A client to me is anyone who approaches you for the sole purpose of assigning or hiring you for a project. Whether you work as an employee or freelance artist, the person assigning you a project should be viewed as a client. I like viewing every assignee as a client because it establishes a more formal context from which I define my role as the hired artist.
Ultimately the client is always right, because he is the one paying for the job, but knowing how to influence your client to accept your ideas is a skill directly related to service. Good service means doing your best to remain open and positive to all of your client’s ideas, being there when he needs a good explanation of what you’re doing, offering up as many solutions as necessary for the project, and making him feel confident that you’re going to do a good job.

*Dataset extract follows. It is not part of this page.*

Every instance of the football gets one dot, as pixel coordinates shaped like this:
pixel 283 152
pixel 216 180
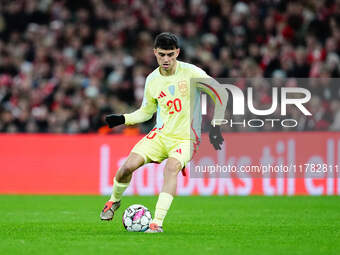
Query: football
pixel 136 218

This service is also influenced by circumstances like deadlines, budget, creative freedom, trust, personal taste, relationship, and so on. In the context of deadlines, success comes from a properly researched project, well-defined project goals, solid creative direction, and proper time for client input. No matter the circumstances, do your best to understand the client’s needs, formulate a proposal, and then deliver what you promise.
Creative problem solving takes time. Make sure that you give your client ample notice of your needs as it relates to a schedule, and don’t agree to show him something if you don’t feel there’s enough time to execute your ideas. Unless you’re under the gun and the client wants an on the spot creative session, it’s always better to give yourself a chance to absorb the project and come up with some ideas. Case in point: Whenever I ask any of the animators who work for me to make a change or come up with something new, they always respond with “No problem, check with me in an hour.” I understand going into the situation that they need to work things out first, then once they feel comfortable with their creative choices, I get called in for a review of their work.
A good client/boss will understand this, so take your time. Anything worth viewing is going to need some time for creative problem solving. When coming up with ideas, I like to develop at least three different concepts. Why three? Simply put, variety.
Everyone, including yourself, wants a variety of choices, so do your best to come up with a minimum of three different concepts for talking points. Perhaps your final project contains elements from all three or maybe just one, but all in all it bodes well for a well-researched presentation.